Research Activities
2023 Big Data Summer Institute in Biostatistics Projects
For project work, participants are divided into small research teams and assigned to one faculty member leading a particular project area of their interest. A graduate student research assistant is assigned to each project group to facilitate the project work.
Project Group One: Imaging
Led by: Dr. Jian Kang
Medical imaging refers to a variety of techniques for visual representations of some organs or tissue in a body for clinical analysis and medical intervention. Recent advances in technologies can generate a large amount of high resolution images in biomedical and clinical studies. It presents great opportunities and challenges for precision medicine and many other areas. One important research topic is on imaging-guided clinical diagnosis of disease, where the statistical models and machine learning algorithms play an important role. The BDSI imaging research group will focus on the imaging-based disease classification and feature selection problem. The project will consist of using imaging data to predict the disease status or the cognitive state of subjects. A training set will be used to build a classifier and identify important imaging biomarkers; and a testing set of data will be used to validate the prediction and feature selection performance. With the help of the instructors and graduate student assistant, the students will learn basic knowledge and computing tools for biomedical imaging data analysis; and will decide how they wish to model the data and perform the analysis. Either traditional statistical models and/or machine learning algorithms may be used.

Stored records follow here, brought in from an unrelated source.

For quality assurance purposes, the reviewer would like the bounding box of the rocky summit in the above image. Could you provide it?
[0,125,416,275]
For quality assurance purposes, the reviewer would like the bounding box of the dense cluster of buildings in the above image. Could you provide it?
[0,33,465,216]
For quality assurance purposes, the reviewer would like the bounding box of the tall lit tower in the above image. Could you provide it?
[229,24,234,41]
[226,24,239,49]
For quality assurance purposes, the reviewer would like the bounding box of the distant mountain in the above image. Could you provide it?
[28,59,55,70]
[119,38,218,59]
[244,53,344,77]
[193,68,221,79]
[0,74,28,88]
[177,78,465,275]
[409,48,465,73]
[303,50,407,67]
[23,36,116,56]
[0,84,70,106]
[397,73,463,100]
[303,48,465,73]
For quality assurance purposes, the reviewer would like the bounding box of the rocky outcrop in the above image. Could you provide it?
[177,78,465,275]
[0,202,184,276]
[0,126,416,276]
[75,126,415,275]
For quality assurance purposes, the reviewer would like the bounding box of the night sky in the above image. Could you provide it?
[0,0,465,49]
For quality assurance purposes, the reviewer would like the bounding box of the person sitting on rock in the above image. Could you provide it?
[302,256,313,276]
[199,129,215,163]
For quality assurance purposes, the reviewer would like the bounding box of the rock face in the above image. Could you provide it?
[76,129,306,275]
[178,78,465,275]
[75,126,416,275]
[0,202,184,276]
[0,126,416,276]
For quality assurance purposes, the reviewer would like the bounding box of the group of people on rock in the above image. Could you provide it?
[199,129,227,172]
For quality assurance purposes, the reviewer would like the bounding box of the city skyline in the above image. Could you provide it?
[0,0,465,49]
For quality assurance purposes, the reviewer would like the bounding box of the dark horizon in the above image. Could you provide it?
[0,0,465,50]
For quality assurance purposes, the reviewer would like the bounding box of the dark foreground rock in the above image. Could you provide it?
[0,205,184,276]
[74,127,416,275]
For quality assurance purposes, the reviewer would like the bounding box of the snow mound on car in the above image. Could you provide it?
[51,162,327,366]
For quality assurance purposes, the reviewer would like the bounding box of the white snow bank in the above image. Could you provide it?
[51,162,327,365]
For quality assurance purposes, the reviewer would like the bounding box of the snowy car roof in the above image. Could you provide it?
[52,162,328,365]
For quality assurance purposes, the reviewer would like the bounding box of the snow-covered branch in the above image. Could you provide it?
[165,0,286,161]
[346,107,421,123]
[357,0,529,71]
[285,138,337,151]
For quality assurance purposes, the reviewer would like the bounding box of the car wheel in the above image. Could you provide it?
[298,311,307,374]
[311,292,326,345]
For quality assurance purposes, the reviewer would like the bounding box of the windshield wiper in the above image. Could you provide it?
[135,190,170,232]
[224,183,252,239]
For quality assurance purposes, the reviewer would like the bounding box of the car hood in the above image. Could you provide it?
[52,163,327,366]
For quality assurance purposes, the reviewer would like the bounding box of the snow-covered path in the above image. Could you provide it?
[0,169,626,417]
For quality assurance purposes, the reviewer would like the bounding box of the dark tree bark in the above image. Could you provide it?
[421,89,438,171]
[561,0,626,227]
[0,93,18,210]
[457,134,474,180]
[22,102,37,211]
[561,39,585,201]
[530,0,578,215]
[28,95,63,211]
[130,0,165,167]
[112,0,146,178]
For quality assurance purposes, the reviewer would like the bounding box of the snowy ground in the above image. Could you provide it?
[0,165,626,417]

Project Group Two: Data Mining/Statistics
Led by: Dr. Snigdha Panigrahi
TBD
Project Group Three: Genomics
Led by: Dr. Matt Zawistowski
The Genomics group will have multiple available projects connecting a health-related question to a large-scale genomic dataset, for example whole-genome Single Nucleotide Polymorphism data, single-cell RNA sequencing data or epigenetic methylation data. Students will form teams for a deep dive analysis on their specific project of interest with opportunity for open-ended exploration. Students will gain hands-on computing experience and valuable data manipulation skills working with the large genomic data files. We will apply many classical statistical techniques, learn about integration of complementary genomic data sources and explore machine learning and specialized genomic analysis methods.